La empresa creció… pero seguimos trabajando como cuando éramos pequeños
Por el Lic. Pablo Corona Díaz
Impulsa y Crece®
Crecer es uno de los principales objetivos de cualquier empresa.
Más clientes, mayores ventas, nuevos colaboradores, más
productos, nuevas áreas, instalaciones más grandes y operaciones cada vez más
importantes suelen interpretarse como señales inequívocas de éxito.
Y ciertamente lo son.
El problema comienza cuando el negocio crece, pero la
forma de dirigirlo y organizarlo permanece prácticamente igual.
La empresa que comenzó con cinco o diez personas ahora tiene
treinta, cincuenta o cien.
Sin embargo, muchas decisiones continúan concentrándose en
las mismas personas.
Los procedimientos siguen dependiendo de instrucciones
verbales.
Los gerentes consultan asuntos que deberían poder resolver.

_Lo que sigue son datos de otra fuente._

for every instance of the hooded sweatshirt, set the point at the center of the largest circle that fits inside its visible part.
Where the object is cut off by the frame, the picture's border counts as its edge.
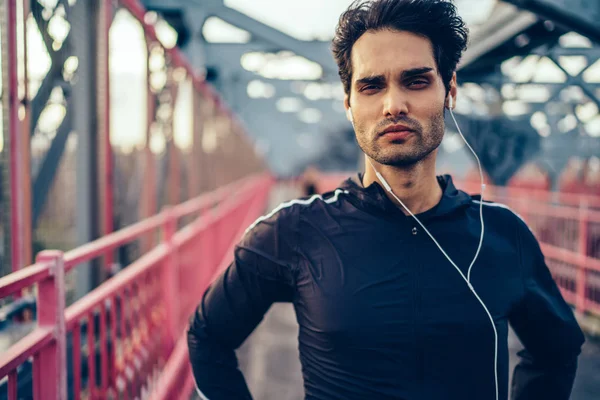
(382, 313)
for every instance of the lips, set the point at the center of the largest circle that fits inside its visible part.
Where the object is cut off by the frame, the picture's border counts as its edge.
(397, 129)
(397, 132)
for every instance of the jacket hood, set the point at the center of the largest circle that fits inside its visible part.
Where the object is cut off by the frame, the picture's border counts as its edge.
(374, 199)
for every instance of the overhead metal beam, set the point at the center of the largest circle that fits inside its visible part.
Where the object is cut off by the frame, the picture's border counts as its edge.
(506, 22)
(54, 76)
(48, 168)
(317, 51)
(581, 16)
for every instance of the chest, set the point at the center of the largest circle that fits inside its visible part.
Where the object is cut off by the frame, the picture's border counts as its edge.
(394, 286)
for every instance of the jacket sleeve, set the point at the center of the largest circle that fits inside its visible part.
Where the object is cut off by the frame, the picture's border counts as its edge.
(547, 328)
(235, 303)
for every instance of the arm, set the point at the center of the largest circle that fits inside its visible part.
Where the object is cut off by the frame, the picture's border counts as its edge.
(234, 305)
(545, 324)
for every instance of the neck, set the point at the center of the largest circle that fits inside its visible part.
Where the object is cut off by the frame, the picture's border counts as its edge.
(415, 185)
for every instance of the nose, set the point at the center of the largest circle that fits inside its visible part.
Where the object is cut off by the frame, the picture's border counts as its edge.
(395, 103)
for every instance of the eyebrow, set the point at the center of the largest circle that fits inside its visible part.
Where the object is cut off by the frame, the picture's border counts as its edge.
(379, 79)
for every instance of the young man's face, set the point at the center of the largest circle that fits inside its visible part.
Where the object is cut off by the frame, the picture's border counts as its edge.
(396, 86)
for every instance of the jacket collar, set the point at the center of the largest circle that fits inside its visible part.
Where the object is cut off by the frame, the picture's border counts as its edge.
(374, 199)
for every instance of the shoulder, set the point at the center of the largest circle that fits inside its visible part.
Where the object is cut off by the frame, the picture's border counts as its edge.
(503, 214)
(287, 213)
(496, 209)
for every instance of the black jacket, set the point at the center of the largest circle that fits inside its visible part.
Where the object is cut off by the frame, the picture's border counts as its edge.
(382, 313)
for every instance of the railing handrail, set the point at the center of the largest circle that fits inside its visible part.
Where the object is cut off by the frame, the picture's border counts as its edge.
(26, 347)
(19, 280)
(569, 256)
(14, 282)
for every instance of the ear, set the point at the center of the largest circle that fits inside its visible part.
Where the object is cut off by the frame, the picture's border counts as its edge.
(347, 107)
(453, 91)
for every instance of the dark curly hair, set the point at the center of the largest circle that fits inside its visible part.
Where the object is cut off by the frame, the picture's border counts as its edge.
(436, 20)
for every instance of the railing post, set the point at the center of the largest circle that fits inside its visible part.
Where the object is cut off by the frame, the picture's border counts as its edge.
(170, 280)
(51, 313)
(580, 302)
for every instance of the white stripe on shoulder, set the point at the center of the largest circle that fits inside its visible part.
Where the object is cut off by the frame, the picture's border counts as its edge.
(288, 204)
(501, 206)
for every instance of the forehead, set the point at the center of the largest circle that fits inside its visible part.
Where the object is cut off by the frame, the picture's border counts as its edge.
(388, 52)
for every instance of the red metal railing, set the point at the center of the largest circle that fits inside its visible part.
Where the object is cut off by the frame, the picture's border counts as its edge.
(567, 226)
(126, 329)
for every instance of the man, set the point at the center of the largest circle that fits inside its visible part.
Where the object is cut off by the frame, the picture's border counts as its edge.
(392, 306)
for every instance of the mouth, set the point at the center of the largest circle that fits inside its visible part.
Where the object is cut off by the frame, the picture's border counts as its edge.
(396, 132)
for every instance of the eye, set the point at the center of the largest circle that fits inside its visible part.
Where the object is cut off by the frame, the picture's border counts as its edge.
(418, 83)
(370, 88)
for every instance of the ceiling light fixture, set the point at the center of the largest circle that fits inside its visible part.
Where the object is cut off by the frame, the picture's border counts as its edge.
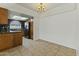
(41, 7)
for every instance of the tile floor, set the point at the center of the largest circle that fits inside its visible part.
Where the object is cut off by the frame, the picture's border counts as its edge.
(39, 48)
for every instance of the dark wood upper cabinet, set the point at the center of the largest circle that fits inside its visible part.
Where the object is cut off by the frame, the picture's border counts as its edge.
(3, 16)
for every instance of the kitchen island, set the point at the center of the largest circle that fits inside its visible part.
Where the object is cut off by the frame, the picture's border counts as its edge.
(10, 40)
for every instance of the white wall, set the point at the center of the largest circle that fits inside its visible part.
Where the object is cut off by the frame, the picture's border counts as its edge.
(60, 28)
(20, 9)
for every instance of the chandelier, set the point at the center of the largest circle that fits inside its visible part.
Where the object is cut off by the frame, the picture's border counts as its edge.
(41, 7)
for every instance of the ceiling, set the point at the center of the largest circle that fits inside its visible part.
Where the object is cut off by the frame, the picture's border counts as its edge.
(33, 6)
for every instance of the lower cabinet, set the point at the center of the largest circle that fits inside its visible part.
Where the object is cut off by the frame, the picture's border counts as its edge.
(10, 40)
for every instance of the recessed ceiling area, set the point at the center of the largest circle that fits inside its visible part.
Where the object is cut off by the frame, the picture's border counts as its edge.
(33, 6)
(18, 16)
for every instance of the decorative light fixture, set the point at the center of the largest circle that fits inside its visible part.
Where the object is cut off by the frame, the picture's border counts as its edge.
(41, 7)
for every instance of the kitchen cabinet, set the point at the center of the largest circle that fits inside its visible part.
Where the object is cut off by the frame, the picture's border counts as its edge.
(17, 39)
(3, 16)
(9, 40)
(6, 41)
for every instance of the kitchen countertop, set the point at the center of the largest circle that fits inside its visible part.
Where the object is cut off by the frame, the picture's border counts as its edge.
(8, 32)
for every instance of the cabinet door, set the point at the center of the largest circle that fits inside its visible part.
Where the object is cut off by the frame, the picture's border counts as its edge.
(6, 41)
(3, 16)
(17, 39)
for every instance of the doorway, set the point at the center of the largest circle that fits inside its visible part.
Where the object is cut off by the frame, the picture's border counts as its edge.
(28, 29)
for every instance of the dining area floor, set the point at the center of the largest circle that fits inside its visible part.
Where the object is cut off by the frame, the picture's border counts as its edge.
(39, 48)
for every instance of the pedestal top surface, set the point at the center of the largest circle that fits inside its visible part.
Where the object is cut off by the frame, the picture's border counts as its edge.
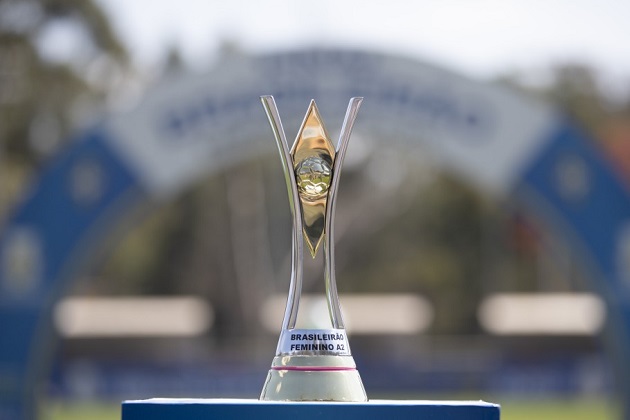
(198, 408)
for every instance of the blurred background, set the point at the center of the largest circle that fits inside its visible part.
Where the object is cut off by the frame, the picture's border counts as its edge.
(440, 257)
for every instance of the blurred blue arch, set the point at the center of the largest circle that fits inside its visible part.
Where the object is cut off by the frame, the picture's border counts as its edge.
(191, 125)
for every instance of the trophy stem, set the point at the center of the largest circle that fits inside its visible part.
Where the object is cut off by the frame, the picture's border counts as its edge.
(332, 297)
(297, 246)
(312, 364)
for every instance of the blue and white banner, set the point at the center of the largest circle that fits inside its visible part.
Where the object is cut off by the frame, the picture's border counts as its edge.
(193, 125)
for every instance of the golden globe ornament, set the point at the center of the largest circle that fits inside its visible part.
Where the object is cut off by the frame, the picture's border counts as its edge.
(312, 364)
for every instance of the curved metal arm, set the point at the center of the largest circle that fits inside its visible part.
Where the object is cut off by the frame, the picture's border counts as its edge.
(332, 297)
(295, 288)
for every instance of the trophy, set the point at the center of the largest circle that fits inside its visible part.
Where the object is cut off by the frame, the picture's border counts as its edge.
(312, 364)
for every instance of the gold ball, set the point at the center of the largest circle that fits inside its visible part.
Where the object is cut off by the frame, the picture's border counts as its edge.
(313, 177)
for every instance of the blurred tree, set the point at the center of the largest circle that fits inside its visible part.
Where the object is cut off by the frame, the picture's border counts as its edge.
(41, 85)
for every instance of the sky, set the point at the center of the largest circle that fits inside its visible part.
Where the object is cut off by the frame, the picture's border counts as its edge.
(479, 38)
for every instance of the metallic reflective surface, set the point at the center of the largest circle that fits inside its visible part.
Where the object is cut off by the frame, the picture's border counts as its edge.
(313, 155)
(312, 365)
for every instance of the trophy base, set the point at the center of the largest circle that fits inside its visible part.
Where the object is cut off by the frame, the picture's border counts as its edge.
(313, 378)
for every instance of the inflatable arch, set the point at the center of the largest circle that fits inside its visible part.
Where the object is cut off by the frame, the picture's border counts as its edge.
(193, 125)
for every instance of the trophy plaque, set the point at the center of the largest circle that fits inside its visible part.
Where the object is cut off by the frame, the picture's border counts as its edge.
(312, 364)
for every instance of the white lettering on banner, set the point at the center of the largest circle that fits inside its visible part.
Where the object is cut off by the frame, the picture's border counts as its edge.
(199, 124)
(326, 342)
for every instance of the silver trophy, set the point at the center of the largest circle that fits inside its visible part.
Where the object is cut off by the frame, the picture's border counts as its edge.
(312, 364)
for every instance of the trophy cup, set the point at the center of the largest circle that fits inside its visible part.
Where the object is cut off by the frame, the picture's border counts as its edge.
(312, 364)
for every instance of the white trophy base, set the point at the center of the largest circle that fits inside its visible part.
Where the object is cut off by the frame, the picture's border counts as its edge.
(313, 378)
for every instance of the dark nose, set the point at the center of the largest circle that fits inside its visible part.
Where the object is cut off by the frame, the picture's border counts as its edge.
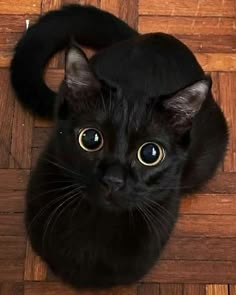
(114, 178)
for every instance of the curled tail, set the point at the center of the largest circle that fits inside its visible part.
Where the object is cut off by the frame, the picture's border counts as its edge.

Los departamentos tienen dificultades para coordinarse.
Las reuniones se utilizan principalmente para solucionar
urgencias.
Y el director continúa interviniendo personalmente en una
cantidad creciente de problemas operativos.
La empresa cambió de tamaño.
Pero su organización no necesariamente cambió con ella.
Y esa diferencia puede convertirse en uno de los principales
obstáculos para continuar creciendo.
Lo que funcionaba cuando éramos pequeños
En las primeras etapas de una empresa es completamente
normal trabajar con estructuras sencillas.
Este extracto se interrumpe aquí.